US GDP flop is a sign of secular stagnation, says Deutsche Bank

Deutsch Bank copy

 

Bloomberg

You can now add the rates strategy team at Deutsche Bank AG to the growing list of Wall Street analysts who reckon the U.S. economy is probably ensnared in secular stagnation.
In a research note published on Friday, Deutsche Bank strategists, led by Dominic Konstam, say the Federal Reserve risks a “big policy error” if it hikes interest rates in September as the latest GDP numbers mark an imminent labor market-driven slowdown for the U.S. economy.
The world’s largest economy expanded by just 1.2 percent in the second quarter while first-quarter expansion was revised down to 0.8 percent from an initial 1.1 percent estimate. The second-quarter rate of expansion was less than half the advance forecast by economists in a Bloomberg survey.
“If the economy can only muster growth in the vicinity of 1 percent when the labor market is at full employment, one must take the secular stagnation thesis more seriously,” the Deutsche Bank analysts write. “In other words, perhaps the 2.1 percent average growth rate of the present cycle has been an over-performance. If productivity continues to underwhelm, we will likely see downward revisions to potential growth, telling us after the fact that we have been closing the output gap faster than we thought.”
Secular stagnation is the contentious view that economic growth and the natural rate of interest for the US economy is structurally low or in negative territory, and promoting full employment — in the absence of sustainable final demand — risks financial stability. The Deutsche strategists paint a negative picture on US productivity prospects, noting that the “non-consumer portion of the economy is shrinking not only in real terms but also in nominal terms.” With real GDP growing at just 1.2 percent over the last four quarters, the strategists reckon a labor market slowdown — in which low productivity forces firms to defend profit margins by firing workers, who are also consumers — is nigh. This would depress aggregate demand, and further constrain margins for businesses, the analysts write.
The odds of a September rate hike, according to federal funds futures contracts, have dropped to 18 percent compared with 28 percent before the second-quarter read.

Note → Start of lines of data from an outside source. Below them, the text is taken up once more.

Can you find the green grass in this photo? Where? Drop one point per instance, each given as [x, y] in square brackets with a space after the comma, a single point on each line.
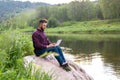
[91, 37]
[98, 26]
[13, 47]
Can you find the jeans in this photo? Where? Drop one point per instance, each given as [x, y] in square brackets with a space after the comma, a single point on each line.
[60, 58]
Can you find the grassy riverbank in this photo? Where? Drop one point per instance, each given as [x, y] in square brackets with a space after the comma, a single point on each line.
[98, 26]
[13, 47]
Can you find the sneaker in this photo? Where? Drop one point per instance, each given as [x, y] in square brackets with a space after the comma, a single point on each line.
[66, 67]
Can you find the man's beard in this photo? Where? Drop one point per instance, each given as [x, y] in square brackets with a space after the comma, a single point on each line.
[42, 29]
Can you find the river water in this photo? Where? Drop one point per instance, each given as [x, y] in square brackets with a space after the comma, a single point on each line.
[100, 59]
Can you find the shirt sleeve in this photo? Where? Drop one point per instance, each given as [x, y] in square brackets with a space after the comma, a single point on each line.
[37, 44]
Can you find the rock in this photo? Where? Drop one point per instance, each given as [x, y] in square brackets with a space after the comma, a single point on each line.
[51, 66]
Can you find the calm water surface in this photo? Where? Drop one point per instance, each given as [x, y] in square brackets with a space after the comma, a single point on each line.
[101, 59]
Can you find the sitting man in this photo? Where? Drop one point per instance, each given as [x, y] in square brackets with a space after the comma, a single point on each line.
[42, 44]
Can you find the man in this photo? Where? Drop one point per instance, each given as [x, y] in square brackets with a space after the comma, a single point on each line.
[42, 44]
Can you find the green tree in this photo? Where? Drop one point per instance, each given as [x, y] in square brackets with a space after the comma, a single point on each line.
[110, 8]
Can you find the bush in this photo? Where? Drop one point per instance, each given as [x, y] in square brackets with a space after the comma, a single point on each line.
[14, 45]
[52, 22]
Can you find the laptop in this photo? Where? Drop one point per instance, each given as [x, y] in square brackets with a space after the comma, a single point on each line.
[58, 42]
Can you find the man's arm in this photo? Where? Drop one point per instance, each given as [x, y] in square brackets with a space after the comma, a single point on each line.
[37, 43]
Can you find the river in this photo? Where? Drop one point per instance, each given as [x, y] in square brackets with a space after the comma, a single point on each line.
[99, 57]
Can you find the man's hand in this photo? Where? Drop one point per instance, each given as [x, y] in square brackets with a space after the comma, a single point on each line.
[51, 45]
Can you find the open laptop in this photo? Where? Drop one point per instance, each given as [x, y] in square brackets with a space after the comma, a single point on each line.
[58, 42]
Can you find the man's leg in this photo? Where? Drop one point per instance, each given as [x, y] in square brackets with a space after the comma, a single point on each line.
[61, 53]
[59, 57]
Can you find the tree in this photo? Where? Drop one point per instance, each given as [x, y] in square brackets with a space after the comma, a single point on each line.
[110, 8]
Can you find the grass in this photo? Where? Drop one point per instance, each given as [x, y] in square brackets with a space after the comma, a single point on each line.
[92, 37]
[98, 26]
[13, 47]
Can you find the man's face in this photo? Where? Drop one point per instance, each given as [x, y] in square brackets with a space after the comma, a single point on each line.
[43, 25]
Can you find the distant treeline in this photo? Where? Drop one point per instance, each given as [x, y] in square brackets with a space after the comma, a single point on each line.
[8, 8]
[81, 10]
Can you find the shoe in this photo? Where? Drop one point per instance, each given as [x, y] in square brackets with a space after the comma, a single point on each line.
[66, 67]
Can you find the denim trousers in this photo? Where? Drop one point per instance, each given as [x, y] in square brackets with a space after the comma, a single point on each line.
[60, 58]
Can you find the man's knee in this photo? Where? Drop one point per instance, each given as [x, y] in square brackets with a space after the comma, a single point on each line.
[58, 47]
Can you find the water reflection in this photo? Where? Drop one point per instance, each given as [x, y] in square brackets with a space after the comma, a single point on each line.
[99, 58]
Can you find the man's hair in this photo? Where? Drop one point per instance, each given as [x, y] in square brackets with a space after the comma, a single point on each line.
[43, 21]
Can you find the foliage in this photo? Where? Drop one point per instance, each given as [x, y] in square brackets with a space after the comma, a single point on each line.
[97, 26]
[14, 45]
[52, 22]
[8, 8]
[110, 8]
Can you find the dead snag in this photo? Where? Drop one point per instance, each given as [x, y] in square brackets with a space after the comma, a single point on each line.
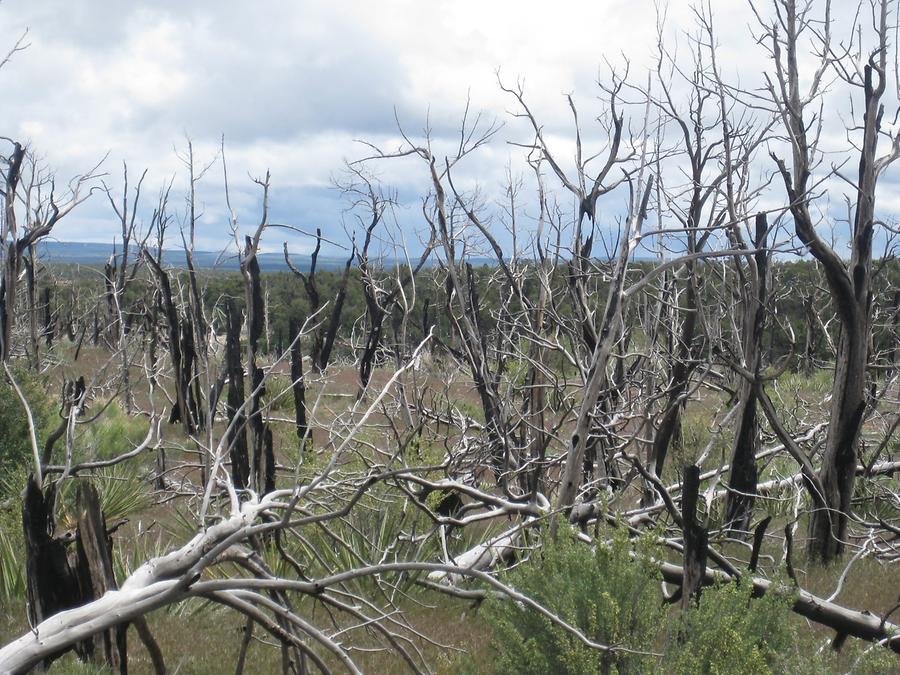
[95, 570]
[695, 537]
[298, 386]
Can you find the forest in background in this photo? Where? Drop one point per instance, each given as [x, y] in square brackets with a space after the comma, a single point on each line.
[567, 460]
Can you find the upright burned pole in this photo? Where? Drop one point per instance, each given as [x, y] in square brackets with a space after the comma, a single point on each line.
[850, 283]
[744, 474]
[237, 421]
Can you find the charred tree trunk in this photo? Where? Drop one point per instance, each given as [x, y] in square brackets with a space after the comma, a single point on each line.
[237, 421]
[46, 306]
[95, 571]
[181, 411]
[298, 386]
[263, 459]
[742, 481]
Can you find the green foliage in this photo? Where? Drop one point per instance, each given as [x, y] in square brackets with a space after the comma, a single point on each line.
[12, 577]
[111, 435]
[612, 597]
[728, 632]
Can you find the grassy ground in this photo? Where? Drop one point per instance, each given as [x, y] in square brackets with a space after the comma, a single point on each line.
[205, 639]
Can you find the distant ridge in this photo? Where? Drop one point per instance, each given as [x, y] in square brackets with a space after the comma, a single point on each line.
[96, 255]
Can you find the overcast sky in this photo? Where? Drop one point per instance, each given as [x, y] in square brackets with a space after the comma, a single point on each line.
[292, 85]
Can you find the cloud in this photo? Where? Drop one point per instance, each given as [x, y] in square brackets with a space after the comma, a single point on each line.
[292, 86]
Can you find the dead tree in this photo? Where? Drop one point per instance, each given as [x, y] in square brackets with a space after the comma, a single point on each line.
[326, 333]
[237, 425]
[743, 476]
[25, 183]
[850, 282]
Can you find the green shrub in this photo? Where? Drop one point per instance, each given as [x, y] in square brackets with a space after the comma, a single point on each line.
[609, 595]
[111, 435]
[728, 632]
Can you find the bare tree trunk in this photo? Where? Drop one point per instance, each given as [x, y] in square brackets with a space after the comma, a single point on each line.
[696, 538]
[237, 440]
[742, 480]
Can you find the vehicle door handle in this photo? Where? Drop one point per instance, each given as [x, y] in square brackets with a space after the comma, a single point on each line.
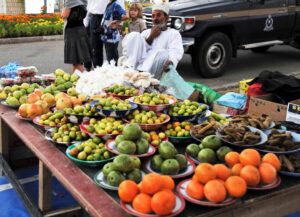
[220, 16]
[282, 10]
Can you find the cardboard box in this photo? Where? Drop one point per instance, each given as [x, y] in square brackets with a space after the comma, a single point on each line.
[267, 105]
[221, 109]
[293, 111]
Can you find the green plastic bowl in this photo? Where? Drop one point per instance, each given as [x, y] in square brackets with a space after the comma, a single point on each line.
[84, 162]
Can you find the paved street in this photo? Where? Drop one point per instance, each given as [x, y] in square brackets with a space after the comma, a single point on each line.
[48, 56]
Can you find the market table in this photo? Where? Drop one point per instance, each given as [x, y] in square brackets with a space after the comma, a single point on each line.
[78, 180]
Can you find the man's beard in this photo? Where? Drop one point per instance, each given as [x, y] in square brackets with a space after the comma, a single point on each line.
[161, 25]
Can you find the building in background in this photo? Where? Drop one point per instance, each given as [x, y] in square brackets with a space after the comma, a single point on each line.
[29, 6]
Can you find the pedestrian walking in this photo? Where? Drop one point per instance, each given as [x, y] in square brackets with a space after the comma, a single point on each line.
[95, 11]
[77, 48]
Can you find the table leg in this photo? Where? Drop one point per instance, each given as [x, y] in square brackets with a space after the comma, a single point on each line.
[45, 188]
[6, 135]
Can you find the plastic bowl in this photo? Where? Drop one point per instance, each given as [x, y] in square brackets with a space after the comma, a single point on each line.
[155, 108]
[150, 127]
[191, 117]
[79, 119]
[113, 112]
[180, 140]
[122, 97]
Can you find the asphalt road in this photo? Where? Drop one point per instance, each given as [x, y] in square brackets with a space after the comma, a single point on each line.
[47, 56]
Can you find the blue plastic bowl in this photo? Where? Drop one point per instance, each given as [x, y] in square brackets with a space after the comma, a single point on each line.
[113, 112]
[191, 117]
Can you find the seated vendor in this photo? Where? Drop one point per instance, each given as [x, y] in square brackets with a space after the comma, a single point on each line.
[153, 49]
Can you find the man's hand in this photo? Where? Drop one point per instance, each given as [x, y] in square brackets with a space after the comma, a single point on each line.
[167, 63]
[155, 32]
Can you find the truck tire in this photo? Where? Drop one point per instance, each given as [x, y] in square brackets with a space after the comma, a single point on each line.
[260, 49]
[212, 55]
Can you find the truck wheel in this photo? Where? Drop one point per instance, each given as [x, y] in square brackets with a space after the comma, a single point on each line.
[260, 49]
[212, 55]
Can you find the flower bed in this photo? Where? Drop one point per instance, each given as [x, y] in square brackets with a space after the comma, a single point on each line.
[23, 25]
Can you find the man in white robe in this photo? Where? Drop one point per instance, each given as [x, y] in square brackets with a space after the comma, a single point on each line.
[153, 49]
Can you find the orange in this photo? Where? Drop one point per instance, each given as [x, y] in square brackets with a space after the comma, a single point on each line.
[171, 193]
[222, 171]
[236, 169]
[273, 160]
[128, 190]
[236, 186]
[168, 182]
[194, 178]
[195, 190]
[267, 173]
[152, 183]
[232, 158]
[251, 175]
[250, 157]
[162, 203]
[142, 203]
[214, 191]
[221, 181]
[205, 172]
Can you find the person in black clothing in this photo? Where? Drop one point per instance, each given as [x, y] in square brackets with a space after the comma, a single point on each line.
[77, 48]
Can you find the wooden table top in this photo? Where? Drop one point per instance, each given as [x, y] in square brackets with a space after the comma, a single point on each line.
[78, 180]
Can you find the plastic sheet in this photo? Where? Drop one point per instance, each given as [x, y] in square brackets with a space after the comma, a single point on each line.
[173, 80]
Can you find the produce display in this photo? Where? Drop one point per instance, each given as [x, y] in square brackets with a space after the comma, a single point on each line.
[123, 167]
[17, 94]
[132, 141]
[203, 130]
[257, 171]
[214, 117]
[168, 161]
[177, 129]
[91, 150]
[63, 80]
[240, 135]
[146, 117]
[186, 108]
[86, 110]
[151, 99]
[290, 163]
[53, 119]
[121, 90]
[256, 122]
[155, 138]
[113, 103]
[104, 126]
[68, 133]
[280, 141]
[155, 195]
[209, 151]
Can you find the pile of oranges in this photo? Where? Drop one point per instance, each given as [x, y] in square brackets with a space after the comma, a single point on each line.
[252, 168]
[215, 182]
[153, 194]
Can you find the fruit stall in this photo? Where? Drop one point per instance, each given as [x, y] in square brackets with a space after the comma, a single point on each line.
[128, 147]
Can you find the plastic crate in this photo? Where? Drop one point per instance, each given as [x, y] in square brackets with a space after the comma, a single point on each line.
[243, 86]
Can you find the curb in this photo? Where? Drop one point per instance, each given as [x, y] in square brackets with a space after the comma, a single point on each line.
[31, 39]
[235, 85]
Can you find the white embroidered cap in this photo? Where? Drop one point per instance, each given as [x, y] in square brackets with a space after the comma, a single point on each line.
[161, 7]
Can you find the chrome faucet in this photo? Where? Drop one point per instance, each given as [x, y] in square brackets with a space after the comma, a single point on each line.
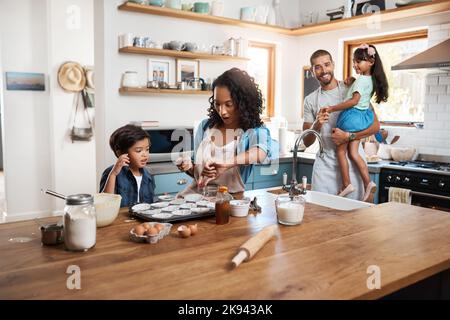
[292, 188]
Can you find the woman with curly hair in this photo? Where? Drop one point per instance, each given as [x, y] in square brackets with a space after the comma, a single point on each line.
[232, 139]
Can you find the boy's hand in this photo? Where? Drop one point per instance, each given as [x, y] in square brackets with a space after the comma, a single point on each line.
[121, 162]
[184, 164]
[349, 81]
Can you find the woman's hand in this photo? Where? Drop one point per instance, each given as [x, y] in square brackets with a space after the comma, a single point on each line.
[121, 162]
[349, 81]
[184, 164]
[212, 171]
[339, 137]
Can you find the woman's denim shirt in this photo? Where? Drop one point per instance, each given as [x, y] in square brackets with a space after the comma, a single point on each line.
[256, 137]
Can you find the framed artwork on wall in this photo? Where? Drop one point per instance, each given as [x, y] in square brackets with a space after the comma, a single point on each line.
[25, 81]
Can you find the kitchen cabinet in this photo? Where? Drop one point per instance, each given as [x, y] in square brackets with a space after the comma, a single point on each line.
[375, 177]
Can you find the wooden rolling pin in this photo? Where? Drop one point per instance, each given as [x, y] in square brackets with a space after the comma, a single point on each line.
[253, 245]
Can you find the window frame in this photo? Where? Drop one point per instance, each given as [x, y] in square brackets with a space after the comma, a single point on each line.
[349, 45]
[271, 81]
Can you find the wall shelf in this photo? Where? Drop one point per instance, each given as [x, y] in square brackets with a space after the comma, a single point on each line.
[143, 90]
[416, 10]
[179, 54]
[174, 13]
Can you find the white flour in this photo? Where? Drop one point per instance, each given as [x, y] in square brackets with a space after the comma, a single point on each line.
[79, 232]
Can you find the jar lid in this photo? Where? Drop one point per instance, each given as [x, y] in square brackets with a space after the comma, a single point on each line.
[79, 199]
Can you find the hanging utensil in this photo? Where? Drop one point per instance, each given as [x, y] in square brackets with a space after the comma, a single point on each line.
[55, 194]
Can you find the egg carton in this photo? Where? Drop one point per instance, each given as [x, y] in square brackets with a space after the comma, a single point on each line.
[151, 239]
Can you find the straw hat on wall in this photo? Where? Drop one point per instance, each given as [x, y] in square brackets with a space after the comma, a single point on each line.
[71, 77]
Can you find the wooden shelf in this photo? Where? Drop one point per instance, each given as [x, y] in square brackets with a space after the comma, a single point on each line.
[179, 54]
[416, 10]
[174, 13]
[143, 90]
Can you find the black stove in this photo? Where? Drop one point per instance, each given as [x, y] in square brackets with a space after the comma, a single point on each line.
[428, 181]
[439, 166]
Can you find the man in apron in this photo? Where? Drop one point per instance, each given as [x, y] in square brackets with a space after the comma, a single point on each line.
[326, 175]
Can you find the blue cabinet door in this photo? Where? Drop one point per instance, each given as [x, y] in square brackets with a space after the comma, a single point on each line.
[271, 172]
[304, 169]
[171, 182]
[268, 176]
[375, 177]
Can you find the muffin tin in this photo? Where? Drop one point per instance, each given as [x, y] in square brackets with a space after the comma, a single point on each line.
[151, 239]
[174, 213]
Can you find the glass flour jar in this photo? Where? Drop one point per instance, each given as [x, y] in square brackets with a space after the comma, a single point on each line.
[80, 227]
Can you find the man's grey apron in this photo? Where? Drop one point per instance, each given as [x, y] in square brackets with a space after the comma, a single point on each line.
[326, 172]
[208, 151]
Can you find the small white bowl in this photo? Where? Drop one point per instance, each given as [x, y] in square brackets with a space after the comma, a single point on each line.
[107, 208]
[239, 208]
[195, 197]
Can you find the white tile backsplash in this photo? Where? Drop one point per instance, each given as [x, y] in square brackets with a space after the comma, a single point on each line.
[435, 137]
[444, 80]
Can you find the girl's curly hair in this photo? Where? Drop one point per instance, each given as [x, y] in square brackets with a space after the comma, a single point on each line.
[380, 82]
[246, 96]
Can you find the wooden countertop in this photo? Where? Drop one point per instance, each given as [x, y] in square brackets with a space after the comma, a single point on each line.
[326, 257]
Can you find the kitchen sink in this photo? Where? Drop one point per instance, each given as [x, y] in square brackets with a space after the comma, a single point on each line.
[327, 200]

A traditional driver for U.S. monetary tightening economy — as the labor market tightens, wage inflation should eventually increase, as per the Phillips curve — is now rendered less likely given second-quarter data, Deutsche strategists write, forecasting no rate hikes this year.
Signs of healthy consumer spending continue to feed confidence among Fed officials about the underlying strength of the U.S. economy. On Thursday, Federal Reserve Bank of San Francisco President John Williams said two interest-rate increases this year could be warranted, despite the lower-than-expected GDP number for the second-quarter.